Thursday, March 19, 2009

Booking Through Thursday: The Worst of the Best

This week’s question is: “What’s the worst ‘best’ book you’ve ever read—the one everyone says is so great, but you can’t figure out why?

It’s hard to narrow this down to just one, so I’ve picked three (or five really, since three are part of a series):

The His Dark Materials series by Philip Pullman: This series was recommended to me by my sister, but I just didn’t get the appeal. I actually read the first two books and then quit halfway through the middle of the last book. I found the main characters unsympathetic and unappealing; and the whole god-and-angels thing in the third book bored me.

The Fox by D. H. Lawrence: I read this book years and years ago, but I remember hating it intensely (although that didn’t stop me from reading it in its entirety). The story struck me as way too obvious in its symbolism and, quite frankly, sickeningly misogynistic. I’m pretty sure I’ve read another Lawrence novel, though I don’t remember which one. In any case, I’m not likely to read any others!

Testimony by Anita Shreve: I’m not sure this book strictly qualifies as either a “worst” book or a “best” book, but it is an example of a recent book I reviewed that (almost) everybody seemed to love except me, and I can’t quite figure out why... I was especially disappointed in this book because Shreve is a favourite author of mine.

Has anyone else read these books and either loved them or hated them too?

Read other answers to this week’s Booking Through Thursday question.


  1. I haven't read any of those. I don't really care for Anita Shreve though, and never got the hype over her.

  2. I generally like Anita Shreve too, but I haven't gotten to Testimony yet. Based on what you've said about it, I might just skip it altogether!

  3. I loved the Pullman books, but you're right - the third book did drag after awhile. I was less interested in the theology than the characters and their daemons.

  4. Of the books you've mentioned, I've only read The Golden Coumpass, and I forced myself through the last bit, waiting and waiting for the wonders I'd heard about. I found the imagry was sometimes not enough, sometimes to forced.

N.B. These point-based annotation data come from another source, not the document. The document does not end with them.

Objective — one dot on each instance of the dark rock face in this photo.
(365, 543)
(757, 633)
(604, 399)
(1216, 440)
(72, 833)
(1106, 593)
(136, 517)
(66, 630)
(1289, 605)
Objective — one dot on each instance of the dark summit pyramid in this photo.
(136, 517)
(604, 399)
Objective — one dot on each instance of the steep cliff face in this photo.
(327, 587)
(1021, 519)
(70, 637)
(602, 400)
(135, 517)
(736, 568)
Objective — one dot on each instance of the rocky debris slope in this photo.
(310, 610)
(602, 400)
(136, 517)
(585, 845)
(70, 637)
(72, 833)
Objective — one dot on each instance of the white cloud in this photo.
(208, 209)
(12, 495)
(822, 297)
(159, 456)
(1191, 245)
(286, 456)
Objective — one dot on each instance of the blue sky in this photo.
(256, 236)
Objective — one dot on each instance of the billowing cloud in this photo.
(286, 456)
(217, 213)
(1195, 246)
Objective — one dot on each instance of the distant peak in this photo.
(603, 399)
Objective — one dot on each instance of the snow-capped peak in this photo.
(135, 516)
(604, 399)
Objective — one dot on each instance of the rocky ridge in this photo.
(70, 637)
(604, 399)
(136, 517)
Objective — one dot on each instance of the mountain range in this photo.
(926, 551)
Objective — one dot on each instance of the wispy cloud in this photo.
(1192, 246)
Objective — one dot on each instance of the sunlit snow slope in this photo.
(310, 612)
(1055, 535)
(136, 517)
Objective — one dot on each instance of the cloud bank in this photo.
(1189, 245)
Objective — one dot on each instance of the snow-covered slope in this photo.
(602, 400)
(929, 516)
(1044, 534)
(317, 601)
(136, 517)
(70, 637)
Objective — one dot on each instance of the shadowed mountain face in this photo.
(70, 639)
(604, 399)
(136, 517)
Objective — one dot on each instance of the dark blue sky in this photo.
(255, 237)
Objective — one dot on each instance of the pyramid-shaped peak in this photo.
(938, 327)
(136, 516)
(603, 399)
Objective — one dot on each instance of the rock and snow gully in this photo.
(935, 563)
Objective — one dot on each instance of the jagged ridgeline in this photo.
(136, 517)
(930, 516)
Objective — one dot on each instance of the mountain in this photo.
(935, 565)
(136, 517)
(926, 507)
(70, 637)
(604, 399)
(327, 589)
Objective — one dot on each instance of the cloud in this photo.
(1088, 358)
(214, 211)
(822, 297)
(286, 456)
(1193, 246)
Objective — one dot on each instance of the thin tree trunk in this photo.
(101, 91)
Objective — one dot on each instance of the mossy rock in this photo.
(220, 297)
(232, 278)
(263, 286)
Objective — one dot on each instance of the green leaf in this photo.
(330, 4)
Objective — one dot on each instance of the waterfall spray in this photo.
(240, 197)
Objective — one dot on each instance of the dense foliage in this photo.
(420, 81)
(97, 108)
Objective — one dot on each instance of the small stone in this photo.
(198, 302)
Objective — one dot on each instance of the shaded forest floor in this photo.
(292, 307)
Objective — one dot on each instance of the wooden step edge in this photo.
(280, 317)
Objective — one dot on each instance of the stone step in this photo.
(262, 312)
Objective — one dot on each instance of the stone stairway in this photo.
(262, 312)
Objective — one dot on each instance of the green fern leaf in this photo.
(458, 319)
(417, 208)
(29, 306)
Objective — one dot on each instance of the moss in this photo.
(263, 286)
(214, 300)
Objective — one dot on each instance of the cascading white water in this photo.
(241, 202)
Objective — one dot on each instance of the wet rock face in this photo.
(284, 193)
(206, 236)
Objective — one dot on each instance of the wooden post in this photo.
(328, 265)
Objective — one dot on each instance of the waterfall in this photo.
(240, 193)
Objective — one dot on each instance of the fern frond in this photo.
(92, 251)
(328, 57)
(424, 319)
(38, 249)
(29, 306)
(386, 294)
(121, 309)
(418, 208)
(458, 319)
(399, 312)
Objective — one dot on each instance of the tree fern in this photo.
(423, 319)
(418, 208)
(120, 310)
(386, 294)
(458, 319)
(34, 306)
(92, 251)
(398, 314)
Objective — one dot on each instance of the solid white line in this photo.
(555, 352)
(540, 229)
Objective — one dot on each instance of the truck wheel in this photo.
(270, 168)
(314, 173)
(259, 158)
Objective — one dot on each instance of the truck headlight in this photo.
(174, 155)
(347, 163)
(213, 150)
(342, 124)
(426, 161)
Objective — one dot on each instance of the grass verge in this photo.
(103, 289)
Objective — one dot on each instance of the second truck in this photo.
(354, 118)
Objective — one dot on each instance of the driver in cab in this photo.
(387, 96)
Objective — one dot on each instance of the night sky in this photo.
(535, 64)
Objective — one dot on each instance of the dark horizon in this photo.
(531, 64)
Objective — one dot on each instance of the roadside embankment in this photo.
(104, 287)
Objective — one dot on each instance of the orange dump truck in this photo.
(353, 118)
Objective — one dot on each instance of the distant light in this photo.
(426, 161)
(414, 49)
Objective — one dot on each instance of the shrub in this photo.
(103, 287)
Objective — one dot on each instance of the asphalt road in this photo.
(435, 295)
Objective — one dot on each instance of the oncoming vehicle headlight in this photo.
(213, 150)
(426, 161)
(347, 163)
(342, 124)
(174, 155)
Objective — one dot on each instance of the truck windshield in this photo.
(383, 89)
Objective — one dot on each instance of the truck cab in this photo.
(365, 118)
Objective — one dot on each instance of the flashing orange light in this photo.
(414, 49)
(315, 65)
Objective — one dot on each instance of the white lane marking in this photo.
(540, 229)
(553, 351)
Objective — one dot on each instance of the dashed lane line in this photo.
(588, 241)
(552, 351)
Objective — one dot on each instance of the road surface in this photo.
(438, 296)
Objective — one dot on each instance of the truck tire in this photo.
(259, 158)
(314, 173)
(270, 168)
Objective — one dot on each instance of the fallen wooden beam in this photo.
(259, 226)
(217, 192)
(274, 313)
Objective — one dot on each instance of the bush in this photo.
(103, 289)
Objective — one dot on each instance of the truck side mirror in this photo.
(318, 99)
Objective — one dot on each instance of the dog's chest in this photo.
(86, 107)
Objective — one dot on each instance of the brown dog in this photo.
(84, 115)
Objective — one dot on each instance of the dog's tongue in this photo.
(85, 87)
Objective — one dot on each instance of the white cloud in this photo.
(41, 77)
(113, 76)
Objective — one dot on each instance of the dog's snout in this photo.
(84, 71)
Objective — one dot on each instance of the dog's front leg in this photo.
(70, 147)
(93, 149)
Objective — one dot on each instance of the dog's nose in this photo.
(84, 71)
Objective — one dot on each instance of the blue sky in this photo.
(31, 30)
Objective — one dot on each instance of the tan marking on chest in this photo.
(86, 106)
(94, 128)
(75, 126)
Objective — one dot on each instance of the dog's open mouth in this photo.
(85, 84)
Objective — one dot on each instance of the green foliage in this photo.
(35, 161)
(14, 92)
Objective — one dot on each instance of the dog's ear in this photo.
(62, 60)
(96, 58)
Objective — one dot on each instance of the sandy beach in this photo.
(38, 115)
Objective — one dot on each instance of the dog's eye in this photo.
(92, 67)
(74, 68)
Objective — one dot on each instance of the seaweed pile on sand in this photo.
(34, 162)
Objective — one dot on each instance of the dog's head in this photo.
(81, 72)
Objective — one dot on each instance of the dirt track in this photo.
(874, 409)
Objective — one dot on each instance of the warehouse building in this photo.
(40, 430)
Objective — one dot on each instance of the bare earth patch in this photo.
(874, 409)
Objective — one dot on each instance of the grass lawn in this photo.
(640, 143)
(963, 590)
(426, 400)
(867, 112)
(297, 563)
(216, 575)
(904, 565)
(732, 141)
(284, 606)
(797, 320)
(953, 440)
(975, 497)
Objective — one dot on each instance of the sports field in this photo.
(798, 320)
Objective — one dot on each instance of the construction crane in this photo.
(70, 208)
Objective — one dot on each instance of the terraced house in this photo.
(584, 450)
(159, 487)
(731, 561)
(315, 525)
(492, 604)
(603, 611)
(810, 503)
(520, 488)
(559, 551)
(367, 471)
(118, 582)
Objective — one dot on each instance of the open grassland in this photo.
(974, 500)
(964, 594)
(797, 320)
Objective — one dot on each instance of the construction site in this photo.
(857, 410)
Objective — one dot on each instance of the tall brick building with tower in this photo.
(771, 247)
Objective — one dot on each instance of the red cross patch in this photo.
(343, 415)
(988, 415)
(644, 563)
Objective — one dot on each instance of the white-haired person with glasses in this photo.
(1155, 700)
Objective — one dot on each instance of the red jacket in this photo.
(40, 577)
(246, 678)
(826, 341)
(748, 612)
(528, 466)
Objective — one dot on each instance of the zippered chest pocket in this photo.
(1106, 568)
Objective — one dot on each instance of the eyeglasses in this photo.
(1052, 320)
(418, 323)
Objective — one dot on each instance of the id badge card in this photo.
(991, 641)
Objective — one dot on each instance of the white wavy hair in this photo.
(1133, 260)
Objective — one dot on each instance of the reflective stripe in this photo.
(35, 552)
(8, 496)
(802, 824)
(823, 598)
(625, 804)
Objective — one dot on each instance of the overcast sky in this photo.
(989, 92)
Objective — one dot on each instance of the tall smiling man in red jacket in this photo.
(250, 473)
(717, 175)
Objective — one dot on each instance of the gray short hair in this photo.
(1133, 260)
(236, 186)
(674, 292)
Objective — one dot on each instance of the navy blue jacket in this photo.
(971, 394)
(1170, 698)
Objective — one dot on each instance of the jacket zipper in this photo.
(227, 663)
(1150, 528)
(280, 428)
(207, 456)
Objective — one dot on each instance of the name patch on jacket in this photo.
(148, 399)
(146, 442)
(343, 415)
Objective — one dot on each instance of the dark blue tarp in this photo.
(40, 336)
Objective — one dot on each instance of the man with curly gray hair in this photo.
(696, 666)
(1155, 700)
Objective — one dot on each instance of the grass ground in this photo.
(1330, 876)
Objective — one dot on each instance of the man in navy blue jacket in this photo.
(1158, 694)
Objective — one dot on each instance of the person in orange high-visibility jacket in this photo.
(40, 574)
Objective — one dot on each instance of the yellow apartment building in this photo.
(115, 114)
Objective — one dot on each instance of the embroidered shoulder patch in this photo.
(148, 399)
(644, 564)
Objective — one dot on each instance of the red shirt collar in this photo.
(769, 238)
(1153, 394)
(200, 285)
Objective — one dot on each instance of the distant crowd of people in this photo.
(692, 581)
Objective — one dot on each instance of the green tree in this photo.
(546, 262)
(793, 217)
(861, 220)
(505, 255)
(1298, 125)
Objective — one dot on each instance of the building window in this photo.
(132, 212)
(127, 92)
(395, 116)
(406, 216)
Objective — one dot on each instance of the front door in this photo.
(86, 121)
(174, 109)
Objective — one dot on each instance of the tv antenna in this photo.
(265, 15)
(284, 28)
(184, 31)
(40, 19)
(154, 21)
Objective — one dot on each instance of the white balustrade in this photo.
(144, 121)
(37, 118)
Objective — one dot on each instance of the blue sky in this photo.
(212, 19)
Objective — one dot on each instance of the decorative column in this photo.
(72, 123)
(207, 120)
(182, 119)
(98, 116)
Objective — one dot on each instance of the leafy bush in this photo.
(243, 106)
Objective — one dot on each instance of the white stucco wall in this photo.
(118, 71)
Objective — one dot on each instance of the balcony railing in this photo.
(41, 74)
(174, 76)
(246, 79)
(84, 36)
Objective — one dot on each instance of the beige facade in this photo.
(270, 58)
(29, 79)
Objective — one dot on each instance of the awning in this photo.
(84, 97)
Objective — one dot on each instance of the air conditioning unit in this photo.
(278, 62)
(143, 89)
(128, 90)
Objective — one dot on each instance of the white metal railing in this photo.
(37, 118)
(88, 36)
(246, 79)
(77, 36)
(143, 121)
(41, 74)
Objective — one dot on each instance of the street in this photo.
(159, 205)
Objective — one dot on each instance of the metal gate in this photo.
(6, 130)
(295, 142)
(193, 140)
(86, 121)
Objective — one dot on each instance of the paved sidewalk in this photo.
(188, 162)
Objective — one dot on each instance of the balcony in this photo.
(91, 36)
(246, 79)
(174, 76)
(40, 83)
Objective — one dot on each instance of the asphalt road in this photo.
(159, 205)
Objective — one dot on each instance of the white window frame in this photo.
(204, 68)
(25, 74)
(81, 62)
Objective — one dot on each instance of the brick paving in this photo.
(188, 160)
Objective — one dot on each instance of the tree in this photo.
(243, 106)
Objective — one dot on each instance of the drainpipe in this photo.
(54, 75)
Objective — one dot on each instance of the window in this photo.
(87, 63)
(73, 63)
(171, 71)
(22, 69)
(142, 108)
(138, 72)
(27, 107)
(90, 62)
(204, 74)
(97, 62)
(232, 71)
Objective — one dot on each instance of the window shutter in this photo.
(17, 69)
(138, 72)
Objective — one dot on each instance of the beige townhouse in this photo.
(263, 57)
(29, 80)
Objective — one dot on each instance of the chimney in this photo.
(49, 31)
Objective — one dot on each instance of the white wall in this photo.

I didn't think it flowed well, and I realized at the end of the book that I didn't care one way or the other about the characters.

    A lot of the classics fall into the Worst Good Book category for me.

  5. I just got Testimony and will have to come back and check out your review after I've read it.

  6. I have Testimony sitting around in one of my TBR piles. I don't know if I'll ever read it! It's based on a scandal at my husband's old high school- that's the only reason I was even interested. shrug!

  7. I must say I generally really enjoy her books, Holly, just not this one!

    Julie, I won't discourage you from skipping Testimony, although lots of folks did like it.

    Teabird, I agree, that was the best part of those books! I wouldn't mind a daemon myself!

    Number One Novels, I'm not always a big fan of the classics either, although I have enjoyed the Brontës, Austen, etc. (and recently discovered Wilkie Collins). It's a different pace though, so you have to be in the mood for it.

    Melissa, I'm looking forward to reading your review!

    Marie, I remember you mentioning that in a comment on my review (I think). I'd be curious to see what you think of it, since (maybe) you have a bit more of an insider's perspective on the story.